Again, if you personally have no qualms about those things and will bake a cake for anyone or anything because it’s just a cake and it pays the bills – fine. I’ve got no problem with that. But why is it so wrong for a person to legally be protected so they can say ‘No’ to situations that they believe are truly wrong? I am sincerely confused about this and I’ve noticed that just asking questions or stating a differing opinion is enough to write someone off as a bigot.

I am not a bigot, I just have a different definition of sex, marriage, gender, and family than some. A really basic run-down of what I believe:

– Sex is for marriage only because sex is incredibly and specifically intimate, meaningful, communicative, and fun.
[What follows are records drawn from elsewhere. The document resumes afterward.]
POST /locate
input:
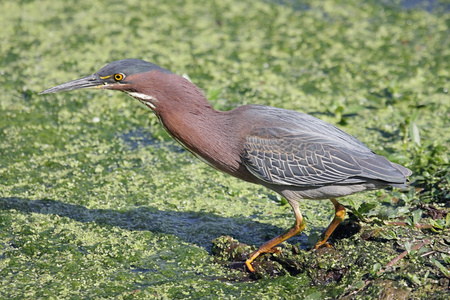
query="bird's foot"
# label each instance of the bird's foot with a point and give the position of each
(322, 245)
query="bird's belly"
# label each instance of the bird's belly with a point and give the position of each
(326, 192)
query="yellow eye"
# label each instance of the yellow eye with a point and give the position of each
(119, 76)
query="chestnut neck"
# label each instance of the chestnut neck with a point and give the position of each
(190, 119)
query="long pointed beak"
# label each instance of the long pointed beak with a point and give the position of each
(91, 81)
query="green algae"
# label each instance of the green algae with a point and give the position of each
(97, 201)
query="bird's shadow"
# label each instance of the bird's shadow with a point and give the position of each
(199, 228)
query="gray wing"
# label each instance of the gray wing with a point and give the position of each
(309, 159)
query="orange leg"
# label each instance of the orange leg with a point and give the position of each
(338, 218)
(267, 247)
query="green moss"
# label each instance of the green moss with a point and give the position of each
(96, 200)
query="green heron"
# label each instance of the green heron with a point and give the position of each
(292, 153)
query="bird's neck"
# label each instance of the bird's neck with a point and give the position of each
(191, 120)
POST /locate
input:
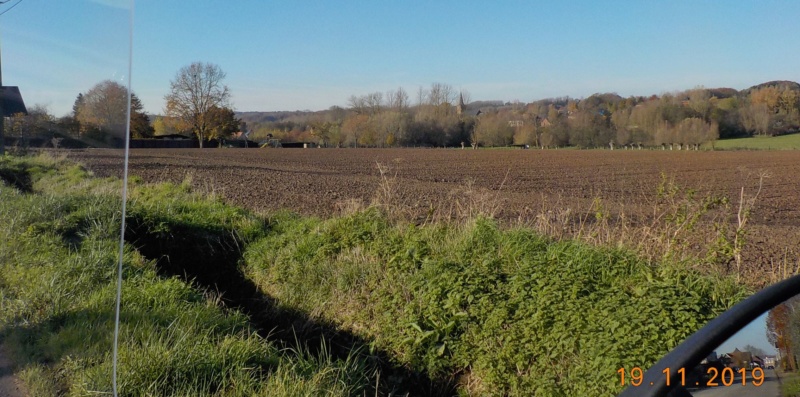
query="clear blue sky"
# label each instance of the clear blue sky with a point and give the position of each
(296, 55)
– Contraceptives (the pill, condoms, vasectomies, tubal ligations, withdrawl, etc) should not be used for birth control because God designed marriage and sex to create families because families, life, and love are awesome.

– If a couple needs to not get pregnant they can use natural family planning, because nfp does not prevent or destroy our bodies from doing what God fearfully and wonderfully made our bodies to do.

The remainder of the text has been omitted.